When was the last time an unsustainable economic situation was solved without a crisis? Seriously, that’s a question. I can’t think of one. The way I see it, politicians are always focused on the short-term and that invariably means kicking the gas can down the road until it catches fire and you have to call in the fire department.
Here’s the problem in Europe. The euro has acted as an internal gold standard to euro zone members in that it prevents governments from printing money and devaluing to escape economic hardship and it ensures that large fiscal imbalances cannot be sustained and eventually lead to crisis. Now, the Europeans got themselves into the euro for just this reason – to create a more unified common market without governments free riding and weakening the currency.
As a result, over the past 10 years, the financial and trade relationships in Euroland have become deeply intertwined. German banks operate in the Spanish mortgage market. French banks lend to the Greek sovereign. And Italian banks now own large parts of the German mortgage market. Of course, these ties go beyond the Eurozone to the UK, Sweden, Denmark, and Switzerland and well into eastern Europe too but its the euro zone with its restrictions on fiscal and monetary crisis where crisis has appeared first.
The fly in the ointment, of course, has been that the Europeans really didn’t think through how the psychology of change guarantees crisis. And, therefore, they never created institutional structures to deal with these problems from the outset.
If something works, people keep doing it. The repetition creates a sense of complacency such that when people are confronted with the initial need to change, they resist. That means people don’t change unless they are forced to do so, making crisis inevitable. And so it is in the Eurozone.

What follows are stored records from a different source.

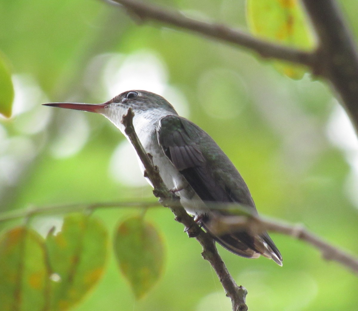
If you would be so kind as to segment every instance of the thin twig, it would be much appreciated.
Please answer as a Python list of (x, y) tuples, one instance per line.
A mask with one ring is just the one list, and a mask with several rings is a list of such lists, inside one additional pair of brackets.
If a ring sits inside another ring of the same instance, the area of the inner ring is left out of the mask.
[[(177, 199), (165, 200), (165, 205), (171, 208), (181, 206)], [(231, 209), (238, 216), (223, 216), (210, 225), (211, 230), (214, 234), (220, 235), (224, 233), (234, 232), (245, 230), (253, 234), (259, 234), (266, 230), (274, 231), (289, 235), (304, 241), (315, 247), (322, 253), (327, 260), (336, 261), (358, 274), (358, 258), (347, 252), (334, 246), (312, 232), (307, 230), (303, 225), (289, 224), (280, 220), (268, 219), (253, 215), (245, 207), (232, 204), (209, 204), (212, 209)], [(63, 214), (70, 212), (94, 211), (103, 209), (118, 208), (145, 208), (162, 207), (158, 202), (98, 202), (96, 203), (78, 203), (57, 205), (47, 206), (31, 206), (27, 209), (0, 214), (0, 223), (18, 219), (27, 219), (42, 214)], [(240, 216), (239, 216), (240, 215)], [(179, 218), (178, 218), (179, 219)]]
[(314, 52), (303, 51), (279, 45), (222, 24), (198, 20), (178, 11), (166, 10), (153, 4), (133, 0), (107, 0), (124, 6), (141, 20), (151, 19), (198, 33), (210, 38), (246, 48), (264, 58), (277, 58), (310, 67), (316, 61)]
[[(135, 133), (133, 125), (134, 115), (130, 108), (127, 115), (124, 116), (122, 122), (125, 127), (126, 134), (144, 166), (146, 177), (153, 185), (153, 193), (160, 198), (164, 205), (168, 206), (175, 215), (176, 220), (189, 229), (189, 234), (195, 236), (203, 247), (203, 257), (210, 263), (217, 274), (226, 296), (231, 300), (233, 311), (247, 310), (246, 302), (247, 291), (244, 287), (238, 286), (229, 273), (211, 236), (202, 230), (180, 204), (179, 197), (170, 191), (164, 184), (158, 168), (153, 165), (151, 156), (145, 152)], [(175, 204), (171, 204), (173, 201)]]

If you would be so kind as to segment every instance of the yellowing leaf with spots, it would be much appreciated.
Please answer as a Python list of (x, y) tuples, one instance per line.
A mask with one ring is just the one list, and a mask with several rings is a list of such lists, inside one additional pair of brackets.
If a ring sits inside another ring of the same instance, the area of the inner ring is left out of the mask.
[(99, 221), (79, 214), (66, 217), (57, 234), (49, 233), (52, 311), (68, 310), (97, 283), (103, 272), (107, 238)]
[(163, 269), (164, 247), (158, 232), (141, 217), (130, 218), (117, 230), (114, 250), (136, 298), (141, 298), (156, 282)]
[[(252, 32), (278, 44), (305, 50), (315, 46), (313, 32), (299, 0), (247, 0), (247, 16)], [(300, 78), (303, 69), (275, 62), (290, 77)]]
[(0, 53), (0, 114), (7, 118), (11, 116), (13, 100), (11, 74), (5, 58)]
[(49, 280), (43, 239), (24, 227), (0, 238), (0, 310), (47, 310)]

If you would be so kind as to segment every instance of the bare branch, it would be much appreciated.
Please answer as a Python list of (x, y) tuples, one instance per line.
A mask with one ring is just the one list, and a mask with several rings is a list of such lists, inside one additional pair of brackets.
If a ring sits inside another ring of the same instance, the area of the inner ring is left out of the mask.
[(198, 20), (180, 12), (133, 0), (110, 0), (124, 6), (142, 20), (151, 19), (246, 48), (263, 57), (277, 58), (310, 67), (316, 62), (316, 54), (278, 45), (257, 39), (243, 32), (221, 24)]
[(302, 0), (319, 38), (319, 67), (314, 72), (330, 81), (358, 129), (358, 52), (334, 0)]
[(265, 58), (299, 64), (330, 82), (358, 128), (358, 52), (334, 0), (302, 0), (314, 26), (318, 48), (306, 52), (257, 39), (223, 25), (197, 20), (180, 12), (135, 0), (106, 0), (121, 4), (141, 20), (153, 20), (248, 49)]
[[(130, 108), (127, 115), (124, 116), (122, 123), (125, 127), (126, 134), (144, 166), (146, 176), (153, 185), (153, 193), (160, 198), (163, 205), (169, 206), (175, 216), (175, 220), (189, 228), (190, 234), (195, 236), (203, 247), (203, 257), (210, 263), (216, 273), (226, 296), (231, 300), (233, 310), (246, 311), (247, 310), (246, 302), (247, 291), (244, 287), (238, 286), (229, 273), (211, 236), (202, 230), (180, 204), (179, 197), (170, 191), (165, 186), (158, 168), (153, 165), (151, 157), (145, 152), (134, 130), (132, 122), (134, 116), (134, 113)], [(174, 204), (171, 204), (173, 201)]]
[[(162, 203), (165, 203), (166, 205), (170, 205), (171, 209), (181, 207), (180, 201), (176, 199), (171, 201), (170, 199), (167, 199), (163, 200)], [(40, 214), (63, 214), (74, 211), (93, 211), (103, 208), (135, 207), (146, 209), (157, 207), (159, 206), (160, 205), (157, 202), (144, 202), (131, 201), (127, 202), (98, 202), (93, 204), (71, 204), (42, 207), (31, 206), (28, 209), (0, 214), (0, 223), (19, 218), (28, 219)], [(269, 220), (261, 217), (259, 217), (253, 215), (249, 210), (245, 207), (237, 204), (234, 205), (232, 204), (211, 203), (210, 204), (209, 206), (211, 209), (225, 209), (228, 210), (231, 209), (231, 210), (233, 212), (234, 209), (234, 212), (238, 215), (227, 217), (222, 216), (211, 224), (210, 227), (213, 234), (220, 235), (223, 233), (245, 230), (250, 231), (254, 234), (259, 234), (263, 231), (267, 230), (289, 235), (304, 241), (316, 248), (321, 252), (325, 259), (336, 261), (354, 273), (358, 274), (358, 258), (330, 244), (322, 238), (308, 231), (301, 225), (289, 224), (280, 220)], [(177, 217), (176, 219), (179, 220), (179, 217)], [(196, 223), (194, 223), (196, 224)], [(197, 229), (194, 228), (194, 230), (197, 230)], [(207, 256), (208, 258), (210, 257), (205, 252), (203, 252), (203, 255)]]

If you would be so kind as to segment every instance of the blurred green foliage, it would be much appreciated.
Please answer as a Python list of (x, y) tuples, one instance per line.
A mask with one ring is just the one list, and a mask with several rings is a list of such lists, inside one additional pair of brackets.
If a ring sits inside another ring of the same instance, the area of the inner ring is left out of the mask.
[[(243, 1), (156, 3), (247, 27)], [(339, 3), (357, 38), (357, 1)], [(152, 22), (136, 24), (124, 10), (99, 1), (3, 1), (0, 11), (0, 50), (11, 64), (15, 94), (13, 116), (0, 123), (0, 211), (153, 200), (136, 174), (134, 154), (107, 120), (40, 105), (99, 102), (146, 88), (212, 136), (245, 179), (261, 214), (303, 223), (358, 254), (358, 144), (324, 82), (308, 74), (291, 80), (235, 47)], [(140, 212), (101, 210), (94, 216), (112, 235), (118, 220)], [(61, 227), (61, 216), (37, 216), (30, 225), (45, 236)], [(111, 252), (97, 285), (73, 310), (230, 310), (200, 246), (170, 211), (151, 209), (145, 219), (159, 228), (166, 245), (164, 273), (150, 293), (135, 301)], [(219, 248), (236, 282), (247, 288), (250, 310), (356, 310), (356, 276), (302, 242), (271, 235), (282, 267)], [(38, 248), (34, 256), (42, 255)]]

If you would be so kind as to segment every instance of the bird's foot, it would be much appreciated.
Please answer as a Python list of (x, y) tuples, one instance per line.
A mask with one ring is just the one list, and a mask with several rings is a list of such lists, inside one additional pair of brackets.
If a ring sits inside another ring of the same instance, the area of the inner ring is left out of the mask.
[(173, 187), (173, 188), (171, 189), (169, 191), (172, 193), (175, 193), (176, 192), (181, 191), (183, 189), (184, 189), (184, 187), (182, 187), (182, 186), (176, 186), (175, 187)]
[[(199, 225), (199, 228), (203, 226), (203, 223), (202, 221), (204, 218), (203, 215), (196, 215), (194, 217), (194, 221)], [(198, 230), (198, 227), (194, 226), (190, 226), (187, 227), (184, 229), (184, 232), (188, 234), (189, 238), (195, 238), (199, 235), (200, 233), (200, 230)]]

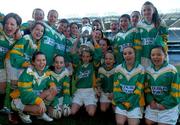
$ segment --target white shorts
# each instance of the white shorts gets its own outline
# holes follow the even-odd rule
[[[120,115],[124,115],[127,118],[137,118],[137,119],[142,118],[142,110],[139,107],[134,108],[131,111],[127,111],[127,110],[122,110],[116,106],[115,113],[120,114]]]
[[[6,69],[0,69],[0,83],[6,82]]]
[[[158,123],[175,125],[178,117],[178,106],[163,111],[154,110],[147,106],[145,110],[145,118]]]
[[[14,68],[11,65],[10,60],[6,60],[6,70],[7,70],[7,79],[8,80],[18,80],[19,76],[22,73],[22,69]]]
[[[97,98],[93,88],[88,89],[77,89],[73,95],[73,103],[76,103],[80,106],[83,104],[87,105],[96,105]]]
[[[104,103],[111,103],[112,100],[108,99],[108,95],[109,95],[109,93],[104,93],[104,92],[102,91],[99,101],[100,101],[100,102],[104,102]]]

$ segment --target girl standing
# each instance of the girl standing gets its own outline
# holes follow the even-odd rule
[[[114,104],[117,125],[138,125],[142,118],[144,68],[135,61],[133,47],[123,49],[124,62],[115,69]]]
[[[147,68],[145,94],[146,124],[175,125],[179,116],[180,83],[178,72],[168,64],[162,46],[151,50],[152,65]]]

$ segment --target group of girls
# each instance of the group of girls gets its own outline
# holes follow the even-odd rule
[[[11,121],[10,108],[25,123],[31,115],[50,122],[75,115],[83,105],[94,116],[99,101],[103,112],[113,107],[117,125],[140,124],[144,114],[149,125],[176,124],[180,83],[168,64],[167,27],[151,2],[141,15],[123,14],[105,38],[98,20],[90,35],[80,35],[75,22],[61,19],[56,26],[55,10],[43,21],[44,12],[35,9],[34,21],[23,26],[17,14],[7,14],[0,32],[2,111],[9,111]]]

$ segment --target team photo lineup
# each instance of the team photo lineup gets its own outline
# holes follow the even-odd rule
[[[0,114],[18,124],[111,109],[117,125],[178,124],[180,78],[169,63],[168,26],[153,3],[140,10],[111,21],[108,32],[101,20],[70,22],[54,9],[35,8],[24,23],[0,12]]]

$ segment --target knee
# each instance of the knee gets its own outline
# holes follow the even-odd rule
[[[95,113],[96,113],[96,109],[87,110],[87,112],[88,112],[88,115],[92,117],[92,116],[94,116],[94,115],[95,115]]]
[[[117,125],[124,125],[125,122],[124,121],[116,121]]]
[[[106,107],[101,106],[101,111],[102,111],[102,112],[106,112],[106,111],[107,111],[107,108],[106,108]]]

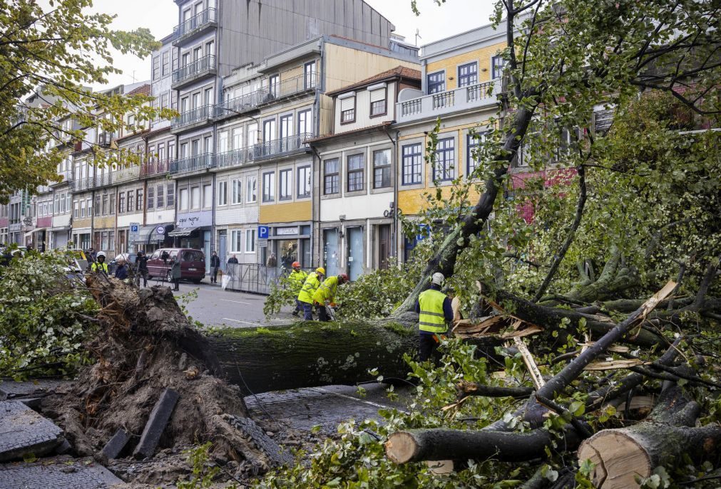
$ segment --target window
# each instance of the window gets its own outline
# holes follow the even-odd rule
[[[418,142],[403,147],[403,185],[421,183],[423,153],[420,146]]]
[[[500,78],[503,74],[503,67],[505,65],[505,60],[500,56],[494,56],[491,58],[491,78],[494,80]]]
[[[200,208],[200,188],[193,187],[190,188],[190,209]]]
[[[230,247],[231,247],[231,251],[234,253],[238,253],[243,251],[242,231],[230,232]]]
[[[228,204],[228,182],[223,180],[218,182],[218,205],[226,206]]]
[[[391,186],[391,150],[373,152],[373,188]]]
[[[346,97],[340,100],[340,123],[350,124],[355,122],[355,96]]]
[[[170,70],[169,69],[170,68],[169,61],[170,61],[170,52],[169,51],[164,51],[163,52],[163,71],[162,71],[163,76],[165,76],[166,75],[168,75],[168,74],[170,73]]]
[[[452,137],[438,140],[433,163],[433,180],[447,182],[456,178],[456,148]]]
[[[255,229],[246,229],[245,231],[245,252],[255,252]]]
[[[386,88],[379,88],[371,91],[371,116],[385,115],[386,110]]]
[[[280,188],[278,200],[289,201],[293,198],[293,170],[280,170]]]
[[[301,166],[298,169],[298,196],[311,196],[311,178],[313,173],[311,167]]]
[[[157,80],[160,78],[160,57],[153,57],[153,79]]]
[[[280,76],[279,75],[273,75],[268,78],[268,91],[270,93],[270,96],[273,97],[278,96],[278,90],[280,85]]]
[[[330,195],[340,191],[338,158],[326,160],[323,162],[323,193]]]
[[[248,177],[247,188],[245,191],[245,201],[248,204],[258,201],[258,179],[255,175]]]
[[[231,200],[231,204],[242,204],[242,188],[243,188],[243,180],[240,178],[234,178],[231,181],[231,191],[232,195],[232,199]]]
[[[363,189],[363,155],[351,155],[348,157],[348,186],[349,192],[358,192]]]
[[[446,91],[446,73],[444,72],[439,71],[430,73],[426,77],[426,81],[428,87],[428,95]]]
[[[458,67],[458,86],[470,86],[478,83],[478,63],[474,61]]]
[[[163,207],[165,207],[165,195],[164,193],[163,192],[164,188],[165,186],[163,183],[161,183],[160,185],[158,186],[157,190],[156,191],[156,198],[157,198],[157,204],[156,204],[155,206],[157,207],[158,209],[162,209]]]
[[[311,134],[313,133],[311,124],[313,122],[311,117],[311,109],[300,111],[298,113],[298,134],[301,136]]]
[[[275,200],[275,173],[263,173],[263,202]]]
[[[317,81],[316,62],[311,61],[310,63],[306,63],[303,67],[303,73],[304,75],[303,80],[304,88],[306,90],[314,88]]]

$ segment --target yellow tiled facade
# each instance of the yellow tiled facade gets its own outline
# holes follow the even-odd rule
[[[446,89],[453,90],[458,87],[458,67],[473,61],[478,62],[478,81],[490,81],[491,79],[491,58],[505,49],[505,42],[499,42],[468,52],[449,56],[448,58],[429,63],[425,68],[426,73],[433,73],[446,70]]]
[[[274,222],[295,222],[311,219],[311,201],[260,206],[260,222],[267,224]]]

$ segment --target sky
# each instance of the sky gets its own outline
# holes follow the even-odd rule
[[[488,24],[494,4],[493,0],[446,0],[439,7],[433,0],[418,0],[421,14],[417,17],[411,11],[410,0],[366,1],[390,20],[396,26],[396,33],[405,36],[407,41],[414,43],[418,29],[418,45]],[[177,22],[177,6],[172,0],[95,0],[94,9],[117,14],[115,29],[147,27],[157,40],[172,32]],[[123,73],[111,76],[107,86],[150,78],[149,59],[119,53],[113,59],[115,66]]]

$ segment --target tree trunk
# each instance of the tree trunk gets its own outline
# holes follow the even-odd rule
[[[664,393],[647,421],[627,428],[604,429],[581,444],[578,460],[595,464],[593,484],[603,489],[638,487],[635,477],[686,454],[699,457],[717,453],[721,427],[693,427],[700,412],[678,387]]]

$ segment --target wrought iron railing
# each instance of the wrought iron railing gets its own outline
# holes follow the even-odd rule
[[[205,9],[200,14],[193,16],[185,22],[173,27],[173,40],[180,40],[198,29],[218,22],[217,19],[217,11],[215,9],[212,7]]]
[[[206,55],[173,71],[172,84],[191,80],[215,69],[215,55]]]

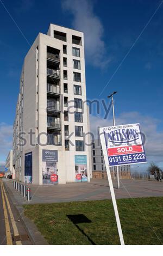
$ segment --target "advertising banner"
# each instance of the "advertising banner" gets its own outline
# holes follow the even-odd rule
[[[75,155],[76,181],[87,181],[87,159],[86,155]]]
[[[32,183],[32,152],[25,154],[24,181]]]
[[[42,150],[42,182],[43,184],[58,183],[57,169],[58,151]]]
[[[147,162],[139,124],[102,129],[110,166]]]

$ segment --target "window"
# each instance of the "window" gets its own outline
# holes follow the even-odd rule
[[[80,69],[80,62],[77,59],[73,60],[73,68]]]
[[[67,70],[64,70],[64,79],[67,80]]]
[[[54,38],[61,41],[66,41],[66,33],[60,32],[60,31],[54,31]]]
[[[67,45],[63,45],[63,53],[65,54],[67,54]]]
[[[76,45],[82,45],[82,38],[80,36],[77,36],[76,35],[72,36],[72,44]]]
[[[74,98],[74,106],[76,108],[82,108],[82,99]]]
[[[65,150],[68,151],[70,150],[69,147],[69,139],[65,140]]]
[[[82,95],[82,87],[74,84],[73,86],[73,93],[78,95]]]
[[[76,136],[83,137],[83,126],[75,126],[75,134],[76,134]]]
[[[73,72],[73,81],[76,82],[81,82],[81,74],[77,72]]]
[[[84,151],[84,141],[76,141],[76,151]]]
[[[76,57],[80,57],[80,49],[79,48],[72,47],[72,55]]]
[[[68,125],[65,125],[65,136],[68,136],[68,135],[69,135]]]
[[[67,58],[64,57],[63,58],[64,66],[67,66]]]
[[[64,97],[64,107],[68,107],[68,97]]]
[[[64,83],[64,91],[65,93],[68,93],[68,84],[67,83]]]
[[[83,115],[81,112],[74,112],[74,121],[75,122],[82,123]]]
[[[64,111],[64,120],[65,121],[68,121],[68,111]]]

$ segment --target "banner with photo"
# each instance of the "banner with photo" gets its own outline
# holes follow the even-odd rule
[[[74,161],[76,182],[87,181],[86,156],[76,155]]]
[[[57,169],[58,151],[42,150],[42,183],[58,183],[58,171]]]
[[[25,154],[24,182],[32,183],[32,152]]]

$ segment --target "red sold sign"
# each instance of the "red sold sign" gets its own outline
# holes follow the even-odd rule
[[[82,179],[82,175],[80,174],[78,174],[76,175],[76,179],[77,180],[81,180]]]
[[[141,145],[119,147],[118,148],[108,149],[108,154],[109,156],[124,155],[124,154],[138,153],[141,152],[143,152]]]
[[[57,174],[52,174],[51,175],[51,180],[52,182],[55,182],[58,180],[58,176]]]

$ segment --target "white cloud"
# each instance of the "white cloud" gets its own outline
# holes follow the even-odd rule
[[[141,132],[146,136],[145,144],[147,161],[154,162],[163,167],[163,130],[158,131],[159,120],[145,116],[137,112],[123,113],[116,119],[116,124],[139,123]],[[97,127],[112,125],[112,120],[104,119],[101,117],[90,115],[91,130],[97,138]]]
[[[12,126],[0,123],[0,156],[7,157],[12,148]]]
[[[73,14],[73,27],[84,32],[87,60],[95,66],[106,67],[112,58],[106,57],[106,46],[103,39],[104,27],[94,13],[93,1],[64,0],[62,7]]]
[[[34,0],[21,0],[15,10],[18,13],[29,11],[34,4]]]

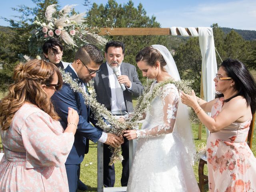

But now that it has gone pear-shaped, the EU has repeatedly tried to get through this crisis by making little fixes and tweaks without addressing the fundamental problems of excessive sovereign debt on the one hand and bank undercapitalisation on the other. They have their heads buried in the sand. Instead, politicians have argued that markets are acting like a speculating pack of wolves and creating crisis where none exists. Look at Jeffrey Sachs’ comments in the clip I showed you with Hugh Hendry and Gillian Tett. That’s the kind of rhetoric you see. Well, the wolfpack is at the door and they are going to rip the Euro house to shreds unless the bank capitalisation and national solvency issues are addressed without trying to socialize the losses across the entire euro zone.
This is pretty much the view that Pippa Malmgren took when talking to CNBC Europe last week about the European sovereign debt crisis (Hat tip The Pragmatic Capitalist). Listen to her comments in the video below.
Here’s what you should take away from her comments:
1. On kicking the can: “If you’re going to make a bet on the European banking system which is purely based on the idea that policy makers will consistently bail them out, then you have to ask questions about the capacity of policy makers to deliver on that promise.”
2. On markets as a pack of wolves: “That is fine as long as the market doesn’t call their bluff… Do I think the markets are going to call their bluff? The answer is yeah, because that’s what markets do.”
3. On the psychology of change: “The thing is, in markets and politics, you have to have a crisis to get a solution. That’s the way it works. It always works this way.”
You might think policy makers are going to move to a meaningful resolution of national solvency and bank undercapitalisation now that contagion has spread to France, Austria and Belgium. I’m betting they won’t until much, much later.